Esta inversão da posição da burguesia sobre a questão religiosa não é apenas explicada por motivos políticos de dominação. Isto revela a pusilanimidade da burguesia para adoptar o materialismo como forma de pensar. Na verdade, pela sua natureza de classe exploradora, ela não pode desposar a concepção revolucionária do materialismo. Por conseguinte, está condenado a favorecer uma visão idealista do funcionamento da sociedade, para não dizer  religiosa. Certamente, a nível científico, especialmente no domínio do conhecimento da natureza indispensável ao desenvolvimento das forças produtivas, a burguesia, pelo utilitarismo, emancipou-se desde cedo do dogma religioso para se dedicar corajosamente à investigação, permitindo que as invenções mais eficientes, especialmente técnicas, exploráveis no domínio da indústria, origem da sua riqueza extraída do valor excedentário extraído dos operários. Mas quando se trata de explorar as ciências sociais, os cientistas burgueses testemunham, pelo idealismo, uma mente menos rigorosa para analisar a evolução e as contradições da sociedade. Porque a ciência burguesa não pode rejeitar o substrato ideológico legitimando a exploração dos proletários na sociedade capitalista. A burguesia e os seus escritores concordam com o dogma de preservar a ordem social dominante, um sistema de exploração e opressão naturalizado por estes feudais modernos.

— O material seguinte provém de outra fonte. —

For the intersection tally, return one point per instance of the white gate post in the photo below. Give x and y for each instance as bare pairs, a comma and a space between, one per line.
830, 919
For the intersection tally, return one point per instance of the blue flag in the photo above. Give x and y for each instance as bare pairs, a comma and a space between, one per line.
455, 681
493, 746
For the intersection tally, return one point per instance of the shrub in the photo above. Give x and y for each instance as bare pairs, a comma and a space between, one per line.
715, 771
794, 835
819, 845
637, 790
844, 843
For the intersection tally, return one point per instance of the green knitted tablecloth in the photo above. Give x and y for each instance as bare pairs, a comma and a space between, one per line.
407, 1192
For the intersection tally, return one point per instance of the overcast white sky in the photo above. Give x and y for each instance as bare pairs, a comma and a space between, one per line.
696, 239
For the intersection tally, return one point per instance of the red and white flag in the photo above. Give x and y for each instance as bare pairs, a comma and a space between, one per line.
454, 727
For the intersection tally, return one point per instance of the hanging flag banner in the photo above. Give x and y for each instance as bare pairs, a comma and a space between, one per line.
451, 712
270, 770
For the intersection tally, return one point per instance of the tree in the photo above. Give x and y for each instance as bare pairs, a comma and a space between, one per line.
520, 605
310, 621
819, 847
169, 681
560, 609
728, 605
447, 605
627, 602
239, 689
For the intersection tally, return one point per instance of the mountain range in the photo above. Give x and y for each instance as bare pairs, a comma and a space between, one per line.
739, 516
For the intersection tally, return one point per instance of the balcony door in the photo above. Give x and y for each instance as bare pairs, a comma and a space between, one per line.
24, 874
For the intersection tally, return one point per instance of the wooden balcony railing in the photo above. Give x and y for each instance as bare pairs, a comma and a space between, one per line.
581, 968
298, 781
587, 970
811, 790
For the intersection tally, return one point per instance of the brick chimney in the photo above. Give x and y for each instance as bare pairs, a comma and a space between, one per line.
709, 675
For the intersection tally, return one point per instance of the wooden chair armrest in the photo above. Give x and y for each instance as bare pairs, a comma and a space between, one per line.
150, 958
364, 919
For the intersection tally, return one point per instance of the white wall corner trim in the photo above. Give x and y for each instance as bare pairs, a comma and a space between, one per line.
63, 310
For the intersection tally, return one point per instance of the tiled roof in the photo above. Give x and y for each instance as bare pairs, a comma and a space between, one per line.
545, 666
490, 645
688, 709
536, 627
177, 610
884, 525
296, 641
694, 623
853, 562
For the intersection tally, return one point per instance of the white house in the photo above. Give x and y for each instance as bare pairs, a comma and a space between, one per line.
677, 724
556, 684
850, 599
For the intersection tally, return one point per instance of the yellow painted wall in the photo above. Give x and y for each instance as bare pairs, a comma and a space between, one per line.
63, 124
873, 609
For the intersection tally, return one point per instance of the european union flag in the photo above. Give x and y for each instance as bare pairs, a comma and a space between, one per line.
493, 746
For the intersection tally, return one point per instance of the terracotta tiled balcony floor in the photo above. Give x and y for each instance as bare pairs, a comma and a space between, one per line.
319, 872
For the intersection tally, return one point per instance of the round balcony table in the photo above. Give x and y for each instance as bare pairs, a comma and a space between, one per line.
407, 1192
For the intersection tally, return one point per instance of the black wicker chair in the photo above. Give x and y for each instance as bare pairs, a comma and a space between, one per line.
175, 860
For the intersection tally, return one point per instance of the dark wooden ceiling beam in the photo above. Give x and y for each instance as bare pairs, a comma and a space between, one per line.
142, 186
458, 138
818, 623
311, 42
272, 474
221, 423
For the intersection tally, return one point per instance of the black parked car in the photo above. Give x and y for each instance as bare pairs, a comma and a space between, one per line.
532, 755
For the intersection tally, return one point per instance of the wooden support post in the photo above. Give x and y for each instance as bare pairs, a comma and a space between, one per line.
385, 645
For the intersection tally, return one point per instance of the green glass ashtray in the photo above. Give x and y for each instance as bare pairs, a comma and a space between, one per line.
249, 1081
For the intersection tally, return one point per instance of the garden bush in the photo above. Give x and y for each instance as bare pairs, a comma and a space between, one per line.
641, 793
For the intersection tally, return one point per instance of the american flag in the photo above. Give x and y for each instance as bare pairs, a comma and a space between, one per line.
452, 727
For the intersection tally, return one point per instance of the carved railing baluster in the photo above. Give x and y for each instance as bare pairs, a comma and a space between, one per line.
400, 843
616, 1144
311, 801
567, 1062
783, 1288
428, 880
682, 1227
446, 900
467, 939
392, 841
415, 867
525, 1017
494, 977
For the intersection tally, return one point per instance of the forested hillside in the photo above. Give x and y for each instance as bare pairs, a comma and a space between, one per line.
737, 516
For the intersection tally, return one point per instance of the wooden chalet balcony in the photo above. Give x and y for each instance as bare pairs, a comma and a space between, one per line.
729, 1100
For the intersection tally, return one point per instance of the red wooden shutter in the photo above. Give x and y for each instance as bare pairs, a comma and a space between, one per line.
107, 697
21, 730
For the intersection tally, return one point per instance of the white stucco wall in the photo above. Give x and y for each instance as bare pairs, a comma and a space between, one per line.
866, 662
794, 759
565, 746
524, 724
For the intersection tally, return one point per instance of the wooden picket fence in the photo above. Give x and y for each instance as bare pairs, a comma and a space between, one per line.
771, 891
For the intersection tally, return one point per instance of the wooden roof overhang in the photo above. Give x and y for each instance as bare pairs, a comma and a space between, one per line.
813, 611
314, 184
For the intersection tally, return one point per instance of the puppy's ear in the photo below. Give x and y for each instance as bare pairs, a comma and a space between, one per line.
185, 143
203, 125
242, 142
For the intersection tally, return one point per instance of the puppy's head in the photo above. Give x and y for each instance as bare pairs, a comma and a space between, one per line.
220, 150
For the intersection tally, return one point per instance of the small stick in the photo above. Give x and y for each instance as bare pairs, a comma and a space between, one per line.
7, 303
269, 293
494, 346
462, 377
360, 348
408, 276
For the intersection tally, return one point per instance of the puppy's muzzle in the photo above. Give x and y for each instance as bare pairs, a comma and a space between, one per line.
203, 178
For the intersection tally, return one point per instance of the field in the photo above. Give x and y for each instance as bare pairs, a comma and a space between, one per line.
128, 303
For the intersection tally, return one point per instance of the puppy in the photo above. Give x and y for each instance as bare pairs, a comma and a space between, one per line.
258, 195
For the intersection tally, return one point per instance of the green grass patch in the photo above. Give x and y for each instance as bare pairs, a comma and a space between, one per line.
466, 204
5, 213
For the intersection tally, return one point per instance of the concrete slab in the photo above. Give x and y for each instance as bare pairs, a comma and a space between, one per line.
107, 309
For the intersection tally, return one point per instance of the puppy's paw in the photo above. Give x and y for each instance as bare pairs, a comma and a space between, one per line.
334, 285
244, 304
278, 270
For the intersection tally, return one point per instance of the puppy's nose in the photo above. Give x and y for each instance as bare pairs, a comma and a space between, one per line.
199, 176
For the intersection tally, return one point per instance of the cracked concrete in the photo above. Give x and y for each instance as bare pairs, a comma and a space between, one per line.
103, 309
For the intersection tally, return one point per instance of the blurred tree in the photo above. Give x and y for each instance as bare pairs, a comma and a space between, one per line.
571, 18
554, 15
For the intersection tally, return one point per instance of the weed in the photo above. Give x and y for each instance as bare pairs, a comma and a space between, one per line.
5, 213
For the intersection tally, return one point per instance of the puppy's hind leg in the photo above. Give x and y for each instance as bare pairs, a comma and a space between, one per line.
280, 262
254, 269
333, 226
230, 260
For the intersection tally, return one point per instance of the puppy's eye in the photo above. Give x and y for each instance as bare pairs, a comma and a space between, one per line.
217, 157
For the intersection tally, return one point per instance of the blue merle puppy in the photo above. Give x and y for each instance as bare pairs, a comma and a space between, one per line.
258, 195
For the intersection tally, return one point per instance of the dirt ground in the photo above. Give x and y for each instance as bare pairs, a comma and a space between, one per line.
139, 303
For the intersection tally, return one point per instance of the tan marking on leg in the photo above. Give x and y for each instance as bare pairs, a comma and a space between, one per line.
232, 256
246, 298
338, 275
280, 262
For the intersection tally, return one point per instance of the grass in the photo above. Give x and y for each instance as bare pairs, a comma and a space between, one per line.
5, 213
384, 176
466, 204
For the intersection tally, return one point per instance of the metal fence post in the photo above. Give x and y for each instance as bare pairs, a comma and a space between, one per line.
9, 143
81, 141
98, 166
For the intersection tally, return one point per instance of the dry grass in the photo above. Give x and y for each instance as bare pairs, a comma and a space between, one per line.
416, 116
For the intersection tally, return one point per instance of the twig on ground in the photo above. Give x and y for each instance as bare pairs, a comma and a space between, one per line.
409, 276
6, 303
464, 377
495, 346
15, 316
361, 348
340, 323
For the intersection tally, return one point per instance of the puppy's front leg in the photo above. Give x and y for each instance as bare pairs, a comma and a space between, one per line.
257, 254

Para além da França, assistiremos ao mesmo fenómeno da descristianização na Rússia, no rescaldo da Revolução Bolchevique de 1917.

Da mesma forma, a Revolução Espanhola de 1936-1939 foi esmagada por uma onda anti-cristã virulenta realizada por um povo supostamente piedoso, erradicando séculos de crença em poucos meses. Esta transformação radical das mentalidades não foi obra de educação ou cultura, nem, por maioria de razão, de uma campanha pedagógica de secularização, mas o produto da luta social que, tendo chegado a uma fase de exacerbação, permitiu o surgimento de uma consciência política radical. Estes acontecimentos constituem um exemplo de uma consciência política inigualável, onde os povos lutam contra as suas classes dominantes, mas também as hierarquias religiosas, ou seja, as instituições confessionais, as armaduras de todas as crenças, o braço armado espiritual da classe dominante. A história é pontuada por revoltas sociais durante as quais as pessoas queimaram os palácios, mas também os templos religiosos. E certamente não é por acidente histórico, por puro acaso. No fundo, o povo está sempre ciente da aliança forjada entre as instituições religiosas e o poder do Estado, entre a hierarquia confessional e a classe dominante, entre a espada e o borrifador de água benta. Sempre consciente do papel social da religião, da sua função de preservar a ordem dominante existente.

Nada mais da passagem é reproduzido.